For the past 20 years, Gooch has been researching and reconstructing her family's lineage for a book she eventually hopes to publish. Her insatiable curiosity to dig into her past – as well as the African-American experience – is to preserve a part of American history that needs to be told. To illustrate, Gooch pointed to a recent survey of 1,000 high school students about slavery. Most of these students did not understand slavery, or know that the Thirteenth Amendment abolished slavery.
“To date, I am a documented American descendant of formerly enslaved people,” Gooch said. “Silas Gooch, my oldest known ancestor, was born in 1814 in North Carolina, and according to his death certificate of 1927, he was 113 and died suddenly due to old age. That same death certificate indicated that his parents are unknown.
“His ancestry is invisible, discarded,” she added. “The institution of slavery continues to obscure our personal and social histories as African Americans, and our relationship to American history. I wrote this book for a general audience in order to put these men's stories back into the historical narrative.”

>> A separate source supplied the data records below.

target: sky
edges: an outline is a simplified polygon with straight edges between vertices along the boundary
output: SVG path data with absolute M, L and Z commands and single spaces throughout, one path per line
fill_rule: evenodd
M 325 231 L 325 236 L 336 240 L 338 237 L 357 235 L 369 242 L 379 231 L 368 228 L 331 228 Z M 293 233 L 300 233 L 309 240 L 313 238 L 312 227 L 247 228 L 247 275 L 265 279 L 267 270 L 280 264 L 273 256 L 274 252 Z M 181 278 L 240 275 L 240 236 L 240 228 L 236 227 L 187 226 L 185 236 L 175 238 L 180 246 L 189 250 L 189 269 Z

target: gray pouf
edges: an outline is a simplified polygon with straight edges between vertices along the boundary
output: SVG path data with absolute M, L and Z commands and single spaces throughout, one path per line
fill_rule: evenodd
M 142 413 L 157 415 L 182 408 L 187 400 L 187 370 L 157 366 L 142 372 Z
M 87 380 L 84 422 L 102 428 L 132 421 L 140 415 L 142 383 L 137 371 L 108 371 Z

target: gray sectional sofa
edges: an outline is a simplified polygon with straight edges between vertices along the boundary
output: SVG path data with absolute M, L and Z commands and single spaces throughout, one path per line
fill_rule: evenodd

Gooch said the moment she first stepped foot in the cemetery at the Hosanna Church, she felt she was being addressed by the soldiers.
“They seemed to say to me, 'OK. You're the one. Here we are. We left the record. Unlike our counterparts at Lincoln University who served in the Civil War, we were local guys who did not have access to formal education. We were unable to articulate and shape the historical narrative, but our families intentionally left these monuments, so that we would not be forgotten.'
“I did not come to Lincoln University with the intention of writing two books,” she said, “but these are fascinating human stories that affect all that we're doing now, and they needed to be told.”
To further bring light to these stories in her new book, Gooch will be the featured speaker at “Owning Our Shared Heritage” on Feb. 18, as part of a celebration of Black History Month at Lincoln University. The event begins at 4 p.m. at the Mary Dod Brown Chapel on the university's campus. This event will also include a musical prelude, selection and postlude, as well as reflections and dialogue by Hersey Gray, Walls Descendant and Family Historian; and members of the 54th Massachusetts Volunteer Infantry Regiment, Company B, reenactors.